Thursday, July 9, 2009
let me clear my throat
I've been meaning to write a blog post for a few days now, but I couldn't find the way in. The beginning. In workshop, we used to say that a lot of the poems needed to cut the throat-clearing; the beginning that permitted the poet to get the poem rolling, but in retrospect did nothing for the poem itself.
This is throat-clearing, but since this is also a blog that maybe three people read, I'm gonna leave it. As an added bonus, now you have DJ Kool stuck in your head! Yes. You're welcome.
So yes, we have returned from the beach. It was sandy, and it was nice; there were some bumps along the way, but mainly it was the same group of people at the same houses doing the same things, only looking a little bit taller/grayer/older than the previous year. The B made his Duck debut this year, and I did receive a text message in which it was revealed that a vote was taken and he passed, with a thumbs up, so that's good to know. There's something about that beach. It's a good place to think things through for a few hours, bobbing in the ocean, and then rinse off the salt and grab a beer and sit down in the company of twenty people who have seen you through pretty much everything. When you consider that, it's hard to feel too overwhelmed by what's on your mind.
I couldn't help but think, however, that at least this year the things on my mind were NOT MOVING. I'm still working through this thought, so perhaps this is just more throat clearing (ah huh! ah huh!), but two years ago I was freaking out about moving to Madison and not having a job lined up there, and last year I was really freaking out about the fact that I was a few weeks away from moving to an entirely different state from the B, and what that was going to do to us. This year, with the B at my side for long evening beach walks and the knowledge that we'd already moved, I felt a lot better. So much better that I only had to reach for the Xanax twice. For a week-long family vacation that is bookended with fifteen hours of driving, that's not too bad.

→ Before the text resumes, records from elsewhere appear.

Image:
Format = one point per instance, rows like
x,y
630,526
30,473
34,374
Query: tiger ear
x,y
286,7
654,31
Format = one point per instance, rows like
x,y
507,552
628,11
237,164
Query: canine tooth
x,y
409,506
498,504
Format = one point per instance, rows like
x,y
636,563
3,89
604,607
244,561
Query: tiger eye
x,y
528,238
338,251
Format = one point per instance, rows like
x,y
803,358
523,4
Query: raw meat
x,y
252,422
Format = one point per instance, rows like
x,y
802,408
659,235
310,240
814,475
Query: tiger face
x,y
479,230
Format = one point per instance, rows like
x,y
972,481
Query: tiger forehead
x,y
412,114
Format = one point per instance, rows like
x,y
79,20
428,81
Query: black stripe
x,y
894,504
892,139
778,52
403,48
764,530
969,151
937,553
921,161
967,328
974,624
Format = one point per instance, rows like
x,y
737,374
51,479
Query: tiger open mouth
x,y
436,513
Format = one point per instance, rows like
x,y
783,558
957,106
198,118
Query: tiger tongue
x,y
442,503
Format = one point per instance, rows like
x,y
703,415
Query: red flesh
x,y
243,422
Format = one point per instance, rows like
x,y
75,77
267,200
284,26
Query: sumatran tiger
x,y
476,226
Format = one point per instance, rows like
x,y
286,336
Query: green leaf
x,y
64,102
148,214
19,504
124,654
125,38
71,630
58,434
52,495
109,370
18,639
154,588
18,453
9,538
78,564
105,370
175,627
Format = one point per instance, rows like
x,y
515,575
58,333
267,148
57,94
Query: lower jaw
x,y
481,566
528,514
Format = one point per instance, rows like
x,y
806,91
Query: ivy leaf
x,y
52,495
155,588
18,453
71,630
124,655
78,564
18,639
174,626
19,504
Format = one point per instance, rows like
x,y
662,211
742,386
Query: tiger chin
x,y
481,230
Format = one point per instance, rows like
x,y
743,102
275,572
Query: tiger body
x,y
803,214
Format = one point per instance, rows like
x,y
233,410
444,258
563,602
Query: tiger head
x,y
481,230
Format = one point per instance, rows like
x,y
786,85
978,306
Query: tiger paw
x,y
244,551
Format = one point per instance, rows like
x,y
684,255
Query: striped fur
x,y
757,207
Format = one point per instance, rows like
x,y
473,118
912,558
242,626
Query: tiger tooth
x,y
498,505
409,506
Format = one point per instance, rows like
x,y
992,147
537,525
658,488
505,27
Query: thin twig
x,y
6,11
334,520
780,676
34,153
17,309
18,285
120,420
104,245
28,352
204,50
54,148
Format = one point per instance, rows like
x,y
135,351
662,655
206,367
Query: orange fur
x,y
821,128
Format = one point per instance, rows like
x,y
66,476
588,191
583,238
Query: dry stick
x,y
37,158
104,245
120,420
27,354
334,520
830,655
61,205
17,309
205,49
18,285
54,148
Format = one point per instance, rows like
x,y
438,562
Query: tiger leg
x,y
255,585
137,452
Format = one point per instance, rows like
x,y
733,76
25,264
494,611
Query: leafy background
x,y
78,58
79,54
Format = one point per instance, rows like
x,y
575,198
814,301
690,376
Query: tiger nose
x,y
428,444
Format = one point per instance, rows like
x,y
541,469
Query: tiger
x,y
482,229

It was a sort of beautiful strangeness to return home, too; this place actually feels like home, or is starting to. The night before we left, the reading series kicked off, and no matter how successful that venture proves to be, my founding partner is right in that it helps both of us feel as if this town is home for the next few years. I was looking forward to two things this week: the last of the apartment fix-up things and having a few drinks with the people here. Both very home sort of things. And this morning, when I woke up to the sounds of the B making French toast in our kitchen and saw the new curtains billowing at the windows, I felt good. Very, very good.

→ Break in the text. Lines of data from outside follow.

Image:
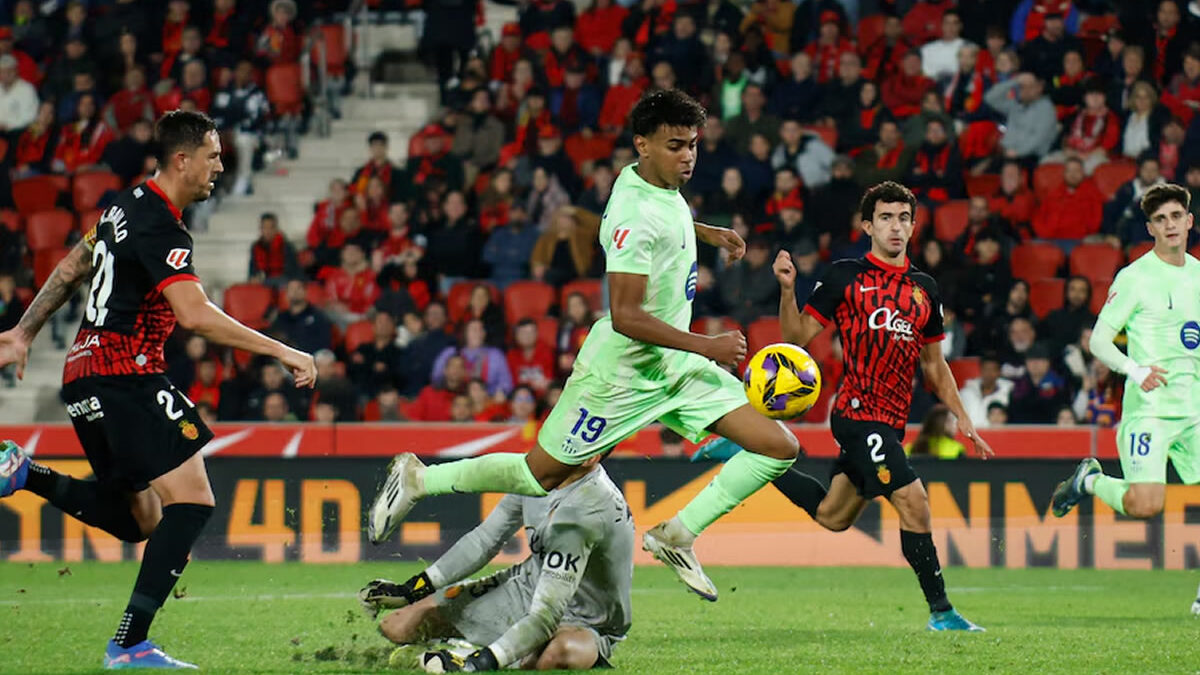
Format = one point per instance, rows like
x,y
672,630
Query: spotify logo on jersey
x,y
1191,335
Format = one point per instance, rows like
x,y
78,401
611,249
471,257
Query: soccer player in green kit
x,y
1156,299
637,365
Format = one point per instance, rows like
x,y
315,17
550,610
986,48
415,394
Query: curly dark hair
x,y
665,107
888,192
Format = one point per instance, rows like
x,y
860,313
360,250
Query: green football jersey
x,y
647,231
1158,304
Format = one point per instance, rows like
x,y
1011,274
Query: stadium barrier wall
x,y
310,509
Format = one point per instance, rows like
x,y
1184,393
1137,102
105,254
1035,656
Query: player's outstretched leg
x,y
1080,484
89,501
409,481
772,449
189,502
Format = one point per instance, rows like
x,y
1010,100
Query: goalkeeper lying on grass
x,y
562,608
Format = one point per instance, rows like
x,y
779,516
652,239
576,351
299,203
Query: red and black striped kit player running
x,y
141,434
888,317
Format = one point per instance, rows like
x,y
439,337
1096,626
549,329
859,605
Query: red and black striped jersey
x,y
138,248
883,315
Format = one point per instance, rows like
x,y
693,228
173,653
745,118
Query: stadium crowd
x,y
460,285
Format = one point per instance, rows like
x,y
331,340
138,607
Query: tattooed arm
x,y
64,281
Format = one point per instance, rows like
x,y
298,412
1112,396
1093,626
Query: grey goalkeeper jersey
x,y
581,567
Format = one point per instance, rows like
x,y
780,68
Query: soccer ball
x,y
783,381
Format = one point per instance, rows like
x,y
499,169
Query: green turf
x,y
251,617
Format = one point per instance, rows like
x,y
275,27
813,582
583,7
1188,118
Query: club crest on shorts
x,y
189,430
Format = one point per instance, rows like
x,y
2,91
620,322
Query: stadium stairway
x,y
289,189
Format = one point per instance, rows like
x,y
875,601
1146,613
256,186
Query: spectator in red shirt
x,y
903,91
1073,210
531,360
351,288
1013,201
82,143
273,261
433,402
599,27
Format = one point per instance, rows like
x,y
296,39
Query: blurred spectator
x,y
1143,124
351,287
937,436
479,137
940,58
377,364
754,119
1030,120
273,261
749,286
531,362
981,393
509,249
1073,209
1125,222
803,151
567,250
904,90
82,143
799,95
18,99
303,326
425,347
936,173
240,112
1063,326
1041,393
483,360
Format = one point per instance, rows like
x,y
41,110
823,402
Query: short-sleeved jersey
x,y
647,231
885,315
138,248
1158,305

Maybe I won't have much to say here over the next few weeks, or maybe I will. I don't know yet. I do know that I keep thinking, Holy shit, I can't believe this is all set--meaning that we are both in this apartment, and the closets are clean, and the pot rack is hung, and the classes are still a month and a half away, and we live here now. Kato feels as far away as it ever has, and that itself signifies something. So maybe I'll camp out in the sunroom with a stack of books and admire the way the light filters through the dining room windows in the late afternoon. Maybe I'll repot a few plants and drink some more wine. Maybe I'll head over to the lake on a windy day with the dog and laugh when his ears flap straight up. And maybe I can make a little sense of what's swimming in my head: family things, writing things, the-next-phrase things.
It sure is nice to be here, though. Let me say that. AND LET ME CLEAR MY THROAT AH HUH AH HUH.